Another NFL season has ended. March Madness is over a month away. The NHL playoffs seem a far off oasis. The
NBA hasn’t reached its All-Star break.
Pitchers and catchers have made travel reservations, but none have yet reported
to spring training.
Oh baby it’s cold outside…and for sports fans the
post-Super Bowl psychological swoon is biting hard. If only B.B. King or Muddy Waters had of put sports
fans’ blues to song.
Perhaps it’s best they didn’t. An anthem would validate the unbecoming
sympathy grab and distract from what the uncluttered sports calendar is: an
invitation to reflect.
And with that…February thoughts from Atlanta,
post-Super Bowl LIII...
The first thing that comes to mind is African American
History Month. And the first name? Jackie Robinson: the most important player in
MLB history and arguably the most important athlete ever. Robinson would have turned 100 years old on
January 31. In April 1947, he
courageously took the field for the Brooklyn Dodgers to become the first
African American to play in the major leagues.

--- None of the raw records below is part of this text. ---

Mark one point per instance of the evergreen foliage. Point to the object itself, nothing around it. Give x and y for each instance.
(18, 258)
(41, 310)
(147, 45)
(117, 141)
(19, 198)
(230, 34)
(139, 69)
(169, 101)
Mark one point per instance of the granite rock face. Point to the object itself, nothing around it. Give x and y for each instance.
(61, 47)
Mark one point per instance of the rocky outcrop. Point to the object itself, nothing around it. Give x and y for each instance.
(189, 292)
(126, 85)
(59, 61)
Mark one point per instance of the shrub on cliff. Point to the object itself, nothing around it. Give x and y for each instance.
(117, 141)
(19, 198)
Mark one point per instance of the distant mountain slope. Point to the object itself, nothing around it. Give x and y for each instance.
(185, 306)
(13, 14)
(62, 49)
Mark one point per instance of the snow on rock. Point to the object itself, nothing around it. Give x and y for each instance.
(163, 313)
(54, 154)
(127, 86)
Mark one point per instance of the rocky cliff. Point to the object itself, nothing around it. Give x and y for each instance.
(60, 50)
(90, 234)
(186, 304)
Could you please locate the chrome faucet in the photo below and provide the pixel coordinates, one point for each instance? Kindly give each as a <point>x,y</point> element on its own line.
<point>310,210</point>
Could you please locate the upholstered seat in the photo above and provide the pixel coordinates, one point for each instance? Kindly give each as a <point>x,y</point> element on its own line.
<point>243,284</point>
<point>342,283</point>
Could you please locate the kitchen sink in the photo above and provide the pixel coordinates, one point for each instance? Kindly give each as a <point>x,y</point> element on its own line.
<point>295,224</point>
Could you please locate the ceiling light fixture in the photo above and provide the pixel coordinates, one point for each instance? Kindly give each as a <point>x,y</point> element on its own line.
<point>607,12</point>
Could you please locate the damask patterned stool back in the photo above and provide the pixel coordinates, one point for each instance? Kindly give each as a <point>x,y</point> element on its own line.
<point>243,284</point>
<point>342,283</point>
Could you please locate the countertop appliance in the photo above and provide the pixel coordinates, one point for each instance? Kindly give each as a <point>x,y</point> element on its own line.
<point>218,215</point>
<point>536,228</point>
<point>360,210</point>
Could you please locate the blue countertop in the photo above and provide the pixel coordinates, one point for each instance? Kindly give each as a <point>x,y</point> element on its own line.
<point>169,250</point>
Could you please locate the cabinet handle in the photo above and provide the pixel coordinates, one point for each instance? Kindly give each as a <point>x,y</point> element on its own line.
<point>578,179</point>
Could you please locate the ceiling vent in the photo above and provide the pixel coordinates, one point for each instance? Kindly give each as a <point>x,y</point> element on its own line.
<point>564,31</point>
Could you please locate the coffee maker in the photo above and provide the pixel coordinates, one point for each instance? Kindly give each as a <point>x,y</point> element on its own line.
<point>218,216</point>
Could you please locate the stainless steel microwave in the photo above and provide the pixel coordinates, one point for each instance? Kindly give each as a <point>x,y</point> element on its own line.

The racist vitriol that Robinson endured – verbal
assaults, hate mail and death threats - is shameful. But he kept playing – with uncompromising dignity
and exceptional skill. Opinions changed
and other African American players soon followed – Willie Mays, Hank Aaron,
Frank Robinson and Ernie Banks, to name a few.

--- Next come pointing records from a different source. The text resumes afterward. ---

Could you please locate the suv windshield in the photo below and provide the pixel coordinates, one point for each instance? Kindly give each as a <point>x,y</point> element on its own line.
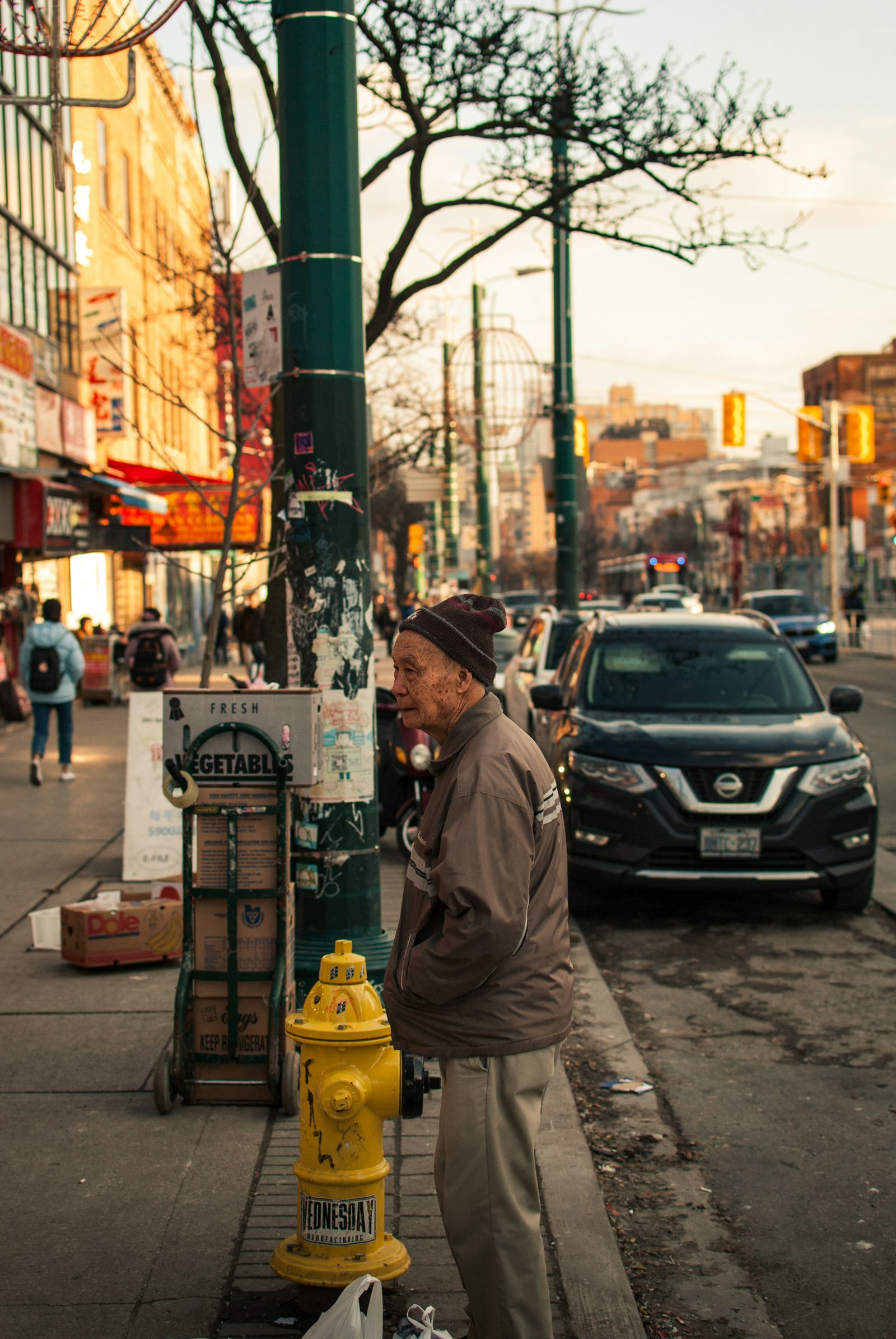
<point>562,635</point>
<point>784,606</point>
<point>505,647</point>
<point>696,674</point>
<point>515,599</point>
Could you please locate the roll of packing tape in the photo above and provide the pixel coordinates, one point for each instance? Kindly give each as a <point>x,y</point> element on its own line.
<point>189,796</point>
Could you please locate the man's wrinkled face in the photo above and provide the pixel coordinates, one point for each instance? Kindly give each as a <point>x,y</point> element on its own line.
<point>432,690</point>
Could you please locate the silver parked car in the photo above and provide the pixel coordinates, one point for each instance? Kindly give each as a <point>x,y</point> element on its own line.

Eventually (a word too often used to describe the pace of social
progress), the Supreme Court found school segregation to be unconstitutional in
Brown v. Board of Education (1954) and the Civil Rights Acts of 1964 ended
segregation in public places and made discrimination based on race, color,
religion, sex or national origin unlawful.

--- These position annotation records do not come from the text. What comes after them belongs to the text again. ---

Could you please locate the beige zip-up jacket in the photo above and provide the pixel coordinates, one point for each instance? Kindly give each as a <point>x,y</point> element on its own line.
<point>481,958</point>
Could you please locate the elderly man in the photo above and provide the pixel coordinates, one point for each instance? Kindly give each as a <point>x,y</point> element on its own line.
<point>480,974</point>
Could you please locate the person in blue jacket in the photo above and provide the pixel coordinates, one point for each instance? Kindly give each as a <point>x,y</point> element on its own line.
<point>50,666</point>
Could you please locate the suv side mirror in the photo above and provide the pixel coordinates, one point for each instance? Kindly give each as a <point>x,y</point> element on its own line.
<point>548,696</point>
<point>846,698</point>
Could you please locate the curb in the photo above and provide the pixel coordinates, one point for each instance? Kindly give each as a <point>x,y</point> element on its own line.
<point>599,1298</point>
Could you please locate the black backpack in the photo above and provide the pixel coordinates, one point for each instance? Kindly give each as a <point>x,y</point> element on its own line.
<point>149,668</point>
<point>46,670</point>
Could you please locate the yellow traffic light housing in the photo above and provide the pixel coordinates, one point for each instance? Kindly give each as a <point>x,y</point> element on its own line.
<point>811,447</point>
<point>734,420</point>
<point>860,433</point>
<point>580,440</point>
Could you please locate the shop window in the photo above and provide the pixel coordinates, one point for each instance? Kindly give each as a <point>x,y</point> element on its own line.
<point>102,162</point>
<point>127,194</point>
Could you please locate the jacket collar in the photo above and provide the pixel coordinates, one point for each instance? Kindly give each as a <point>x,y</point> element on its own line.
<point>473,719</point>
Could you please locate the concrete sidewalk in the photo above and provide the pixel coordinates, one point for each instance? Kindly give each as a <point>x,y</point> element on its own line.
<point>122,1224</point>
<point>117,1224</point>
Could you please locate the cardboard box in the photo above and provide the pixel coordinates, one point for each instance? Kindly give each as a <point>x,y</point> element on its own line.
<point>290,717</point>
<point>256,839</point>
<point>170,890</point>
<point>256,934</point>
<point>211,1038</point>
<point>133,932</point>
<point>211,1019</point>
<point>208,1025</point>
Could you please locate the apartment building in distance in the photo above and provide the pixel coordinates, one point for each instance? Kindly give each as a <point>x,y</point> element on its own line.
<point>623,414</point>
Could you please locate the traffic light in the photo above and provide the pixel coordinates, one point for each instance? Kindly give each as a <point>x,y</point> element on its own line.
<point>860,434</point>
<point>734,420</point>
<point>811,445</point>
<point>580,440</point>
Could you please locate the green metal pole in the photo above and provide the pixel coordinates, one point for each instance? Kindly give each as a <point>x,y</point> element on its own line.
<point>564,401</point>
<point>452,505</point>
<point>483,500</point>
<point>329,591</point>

Robinson isn’t the lone impetus behind this progress, but he gave us a
strong nudge toward a better America in Brooklyn in 1947.
I thought about Robinson, and the influence one
exceptional person can have, when contemplating the latest Pro Football Hall of
Fame class and the Super Bowl participants.
As something of a Hall of Fame induction speech junkie, I’m fascinated
by this one common component: a coach, teacher, parent, guardian or spouse,
without whose influence said player may not have played a down in the NFL.
Two stories that stick with me have local
connections. During his induction
speech, former Kansas City Chief defensive back and Washington coach Emmitt
Thomas talked about his mother’s death when he was eight and credited his grandfather
with being the reason he made it – in life and football. The other is former ‘Skins offensive lineman
Russ Grimm. While attending the
University of Pittsburgh, Grimm, then a linebacker, was “encouraged” by head
coach Jackie Sherrill to move to offensive line after several players graduated. Grimm didn’t initially like it, but stayed
the course and became the very best player on the most famous offensive line in
NFL history – The Hogs.
As for the Super Bowl participants, there are two
profound “if my career hadn’t intersected with this person” stories. Bill Belichick and Tom Brady are both future first
ballot Hall of Famers. Could one have
been successful without the other? Sure,
but together they are the greatest coach and quarterback ever.
The Rams may have something similar brewing. Three years ago, under then head coach Jeff
Fisher, rookie QB Jared Goff was 0-7 as a starter and posted a putrid 63.8
quarterback rating. He was the next
great quarterback bust. In two seasons
under current head coach Sean McVay, Goff’s quarterback rating has been over
100 and he’s been to two consecutive Pro Bowls.
We all have our extraordinary people, the ones we
would lavish with accolades and credit during our own “Hall of Fame induction
speeches”. We also have the opportunity
to be that extraordinary person, the one that enables something grand, for
others (and to receive credit in their “Hall of Fame speeches”). That hardly makes us worthy of a Jackie
Robinson comparison, a man who influenced a nation and millions of people, but maybe
by positively impacting one life and one person and making the world just a
little bit better in the most modest way, we keep his spirit alive.